Если он находит у меня неточность, недостаток понимания, слабость, медлительность, то налетает молнией. Когда я говорю: «Да ведь это неважно, я тревожусь о чем-то более значительном, чем я сам, о состоянии мира, моя задача предостеречь, вот и все», он смеется мне в лицо.



«Все-таки, все-таки», — говорит он тогда; я позволю себе процитировать его здесь дословно: «Ошибка благодетелей — это подлое словосочетание меня сразу же разозлило — в том, что из-за ответственности, которую они чувствуют, из-за блага, которого, возможно, действительно желают, они забывают выработать инструмент, способный помочь им изучить людей и постичь их во всех подробностях, грубых и тонких. Ибо от этих самых людей проистекает все: и самое страшное, и самое обыденное, и самое опасное, что происходит. Нельзя надеяться на дальнейшее существование человечества, если не знать досконально людей, из которых оно состоит. Как же ты смеешь говорить о себе такую ложь лишь потому, что она тебе удобна?»

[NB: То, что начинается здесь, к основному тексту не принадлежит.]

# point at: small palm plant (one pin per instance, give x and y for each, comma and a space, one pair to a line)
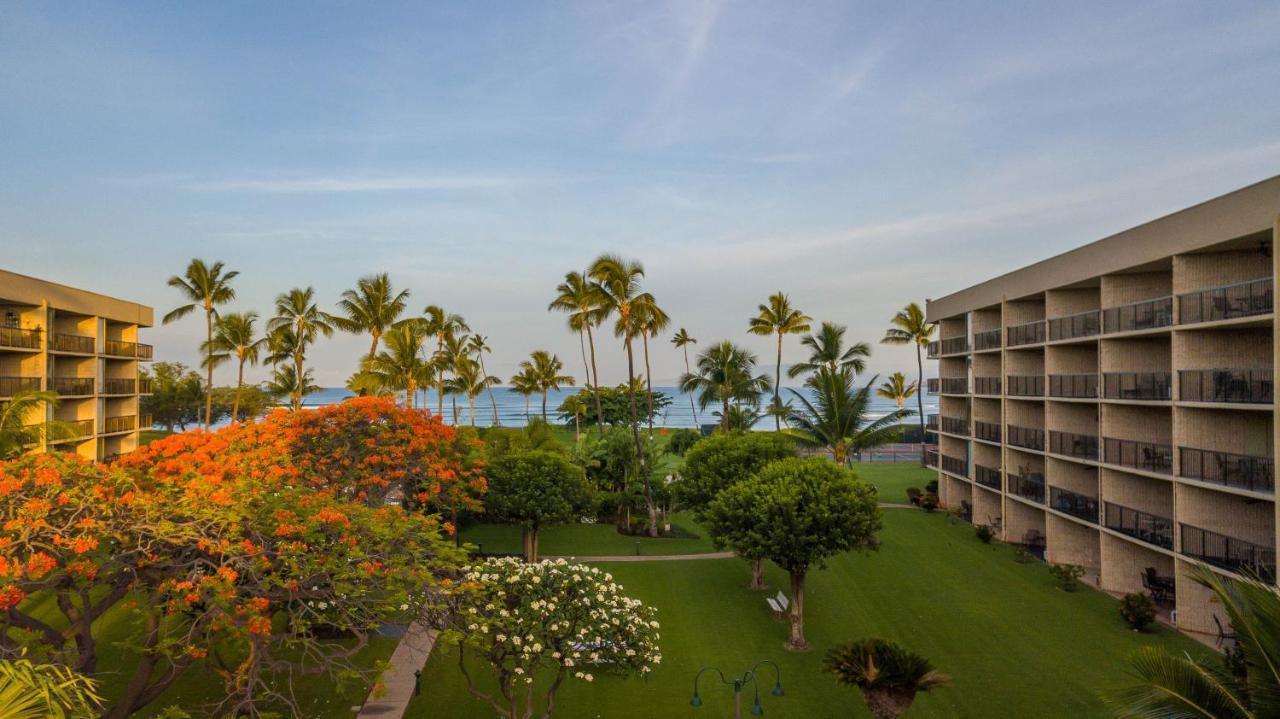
887, 674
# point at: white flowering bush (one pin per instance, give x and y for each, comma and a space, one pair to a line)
544, 623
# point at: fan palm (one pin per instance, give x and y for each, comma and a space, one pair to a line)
297, 312
584, 301
726, 374
887, 674
837, 416
205, 287
781, 319
909, 326
373, 307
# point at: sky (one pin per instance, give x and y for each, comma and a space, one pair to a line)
856, 156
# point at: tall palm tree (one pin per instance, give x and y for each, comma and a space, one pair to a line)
371, 307
618, 282
726, 374
896, 388
297, 312
781, 319
234, 335
205, 287
909, 326
583, 298
837, 416
682, 340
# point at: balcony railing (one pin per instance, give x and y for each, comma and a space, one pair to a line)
80, 344
1086, 324
10, 387
1028, 438
1229, 553
1025, 385
1138, 454
1031, 333
988, 339
1239, 471
1144, 526
1237, 387
1032, 486
73, 387
1138, 385
1075, 387
19, 338
988, 431
1083, 447
1240, 300
1074, 503
986, 385
1146, 315
986, 476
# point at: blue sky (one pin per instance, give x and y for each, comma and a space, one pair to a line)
854, 155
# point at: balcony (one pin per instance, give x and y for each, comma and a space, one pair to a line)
74, 343
1146, 456
1086, 324
1139, 525
73, 387
10, 387
1082, 447
1146, 315
1229, 553
1230, 387
1239, 471
1228, 302
1075, 504
986, 476
988, 387
1074, 387
1031, 333
1155, 387
1025, 385
988, 431
988, 339
1027, 438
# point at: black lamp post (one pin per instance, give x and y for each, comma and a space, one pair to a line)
750, 677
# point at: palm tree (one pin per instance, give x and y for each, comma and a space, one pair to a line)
618, 282
682, 340
827, 349
583, 298
778, 317
205, 287
373, 307
726, 375
909, 326
837, 416
234, 337
887, 674
896, 388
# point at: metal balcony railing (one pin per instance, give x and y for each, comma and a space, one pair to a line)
1239, 471
1240, 300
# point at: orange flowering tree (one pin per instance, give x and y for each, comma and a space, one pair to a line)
242, 552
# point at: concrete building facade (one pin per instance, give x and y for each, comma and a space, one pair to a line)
85, 347
1112, 407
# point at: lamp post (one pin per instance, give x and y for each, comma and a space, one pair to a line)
750, 677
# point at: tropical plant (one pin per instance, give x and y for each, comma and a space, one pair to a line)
778, 317
887, 674
725, 375
837, 417
371, 307
205, 287
909, 326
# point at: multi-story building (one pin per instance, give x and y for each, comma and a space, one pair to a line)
85, 347
1114, 406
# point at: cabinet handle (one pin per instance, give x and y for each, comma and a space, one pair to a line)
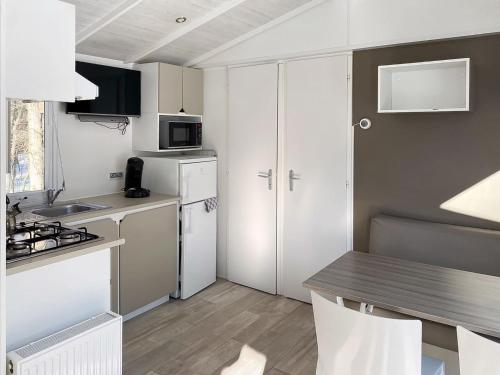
269, 176
291, 177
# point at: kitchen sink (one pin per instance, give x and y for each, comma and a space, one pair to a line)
68, 209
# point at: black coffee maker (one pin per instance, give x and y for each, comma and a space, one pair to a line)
133, 179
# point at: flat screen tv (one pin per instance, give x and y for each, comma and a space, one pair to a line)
119, 91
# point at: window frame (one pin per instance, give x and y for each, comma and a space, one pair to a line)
40, 197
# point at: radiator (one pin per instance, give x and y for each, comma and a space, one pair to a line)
92, 347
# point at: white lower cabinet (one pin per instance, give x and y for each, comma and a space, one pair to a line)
288, 172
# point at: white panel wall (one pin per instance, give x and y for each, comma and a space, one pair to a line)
89, 153
323, 27
341, 25
214, 138
383, 22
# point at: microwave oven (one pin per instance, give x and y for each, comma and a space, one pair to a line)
180, 132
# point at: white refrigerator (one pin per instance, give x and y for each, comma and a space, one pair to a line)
194, 179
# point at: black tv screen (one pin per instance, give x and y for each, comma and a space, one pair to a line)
119, 91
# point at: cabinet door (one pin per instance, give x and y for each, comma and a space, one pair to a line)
148, 259
108, 229
193, 91
170, 89
252, 153
315, 219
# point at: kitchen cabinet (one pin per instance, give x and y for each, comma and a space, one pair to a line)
109, 229
148, 259
40, 55
167, 89
288, 214
430, 86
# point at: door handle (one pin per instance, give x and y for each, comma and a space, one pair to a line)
291, 177
269, 176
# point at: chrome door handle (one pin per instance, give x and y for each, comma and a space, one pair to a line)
291, 177
269, 176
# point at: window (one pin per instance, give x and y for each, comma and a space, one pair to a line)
26, 149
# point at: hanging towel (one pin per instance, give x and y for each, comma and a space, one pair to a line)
211, 204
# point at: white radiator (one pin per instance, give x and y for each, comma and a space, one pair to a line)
93, 347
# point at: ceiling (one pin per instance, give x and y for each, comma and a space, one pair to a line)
146, 30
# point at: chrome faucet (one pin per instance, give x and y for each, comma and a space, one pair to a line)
52, 195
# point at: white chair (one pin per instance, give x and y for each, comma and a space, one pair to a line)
250, 362
477, 355
352, 343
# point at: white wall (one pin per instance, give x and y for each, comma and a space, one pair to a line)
341, 25
318, 29
89, 153
214, 138
331, 26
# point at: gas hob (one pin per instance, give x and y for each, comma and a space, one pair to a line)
30, 240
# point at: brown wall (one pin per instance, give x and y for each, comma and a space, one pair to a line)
408, 164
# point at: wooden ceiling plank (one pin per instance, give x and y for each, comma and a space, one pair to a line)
183, 30
117, 12
251, 34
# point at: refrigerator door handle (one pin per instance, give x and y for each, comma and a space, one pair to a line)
269, 176
187, 219
291, 177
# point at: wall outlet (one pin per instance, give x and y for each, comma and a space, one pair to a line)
113, 175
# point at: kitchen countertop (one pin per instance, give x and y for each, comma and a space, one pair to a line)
118, 205
63, 254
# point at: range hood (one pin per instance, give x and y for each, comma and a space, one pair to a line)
84, 89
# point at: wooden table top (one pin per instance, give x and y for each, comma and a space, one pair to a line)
443, 295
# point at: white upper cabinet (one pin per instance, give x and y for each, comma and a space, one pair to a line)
430, 86
40, 58
169, 88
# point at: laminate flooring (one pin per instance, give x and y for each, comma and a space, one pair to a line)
205, 333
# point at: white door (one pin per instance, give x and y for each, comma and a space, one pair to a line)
315, 218
252, 161
198, 181
198, 252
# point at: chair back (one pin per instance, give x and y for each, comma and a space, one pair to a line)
352, 343
477, 355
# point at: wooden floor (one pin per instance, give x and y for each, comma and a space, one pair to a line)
205, 333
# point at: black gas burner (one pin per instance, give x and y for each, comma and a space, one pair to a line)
40, 238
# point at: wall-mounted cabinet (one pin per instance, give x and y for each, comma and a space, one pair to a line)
40, 55
431, 86
169, 88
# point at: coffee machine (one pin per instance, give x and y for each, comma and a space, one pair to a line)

Бывали случаи, когда я предвидел нечто страшное, — я имею в виду мировые события, и они происходили именно так. Лучше всего для меня было бы это записать. Я бы мог потом это себе доказать, это было бы зафиксировано задолго до того, как сбылось. Быть может, я хотел таким образом отхватить себе право на дальнейшие предсказания. Я привожу здесь уничтожающий ответ на это моего партнера, он важнее, чем тщеславное удовлетворение от сбывшегося предсказания:

«Предостерегающий пророк, чье прорицание сбывается, — это фигура, чтимая не по праву. Он слишком облегчил себе дело, дав ужасам, которых страшится, взять над собою власть еще до того, как они наступили. Он думает, что предостерегает, но по сравнению со страстной силой его предвидения это предостережение ничего не стоит. За его предвидение им восхищаются, но нет ничего легче. Чем ужаснее его предвидение, тем скорее оно становится правдой. Восхищаться надо было бы пророком, предсказавшим что-то хорошее. Ибо оно, и только оно, неправдоподобно».

Совесть, добрая, старая совесть — слышу я торжествующий голос какого-то читателя, — он беседует со своей совестью! Хвастается тем, что ведет дневник, чтобы побеседовать со своей совестью! Но это не совсем так. Тот, другой, с кем ты говоришь, меняет роли. Верно, что он может выступать в роли совести, и я ему за это очень признателен, потому что остальные тебе ее слишком уж облегчают, кажется, будто люди с каким-то сладострастием дают себя уговорить. Однако не всегда совесть — он. Иногда это я сам, и я говорю с ним в отчаянии, обличая себя с горячностью, какой никому бы не пожелал. Тогда он вдруг становится прозорливым утешителем, который точно определяет, в чем я захожу слишком далеко. Он видит, что как писатель я часто приписываю себе злобные выпады и скверные убеждения, а они совсем не мои. Он напоминает мне, что в конечном счете важно то, что человек делает, потому что думать каждый может что угодно. Насмешливо и весело срывает он маски зла, в которых ты предстаешь, и показывает тебе, что ты вовсе не такой уж «интересный». За эту роль я ему, в сущности, благодарен еще больше.

34

Достаточно назвать имя Кафки… — Имеются в виду «Дневники» немецкоязычного писателя Франца Кафки (1883–1924), изучением творчества которого много занимался Канетти. В 1968 г. в журнале «Нойе Рундшау» им было опубликовано обширное эссе «Другой процесс. Письма Кафки к Фелиции».

35

…наиважнейшее из оставленного таким человеком, как Павезе, — это его дневники. — Имеются в виду опубликованные посмертно дневники покончившего самоубийством итальянского писателя Чезаре Павезе (1908–1950) «Ремесло жизни. Дневник 1935–1950» (1952).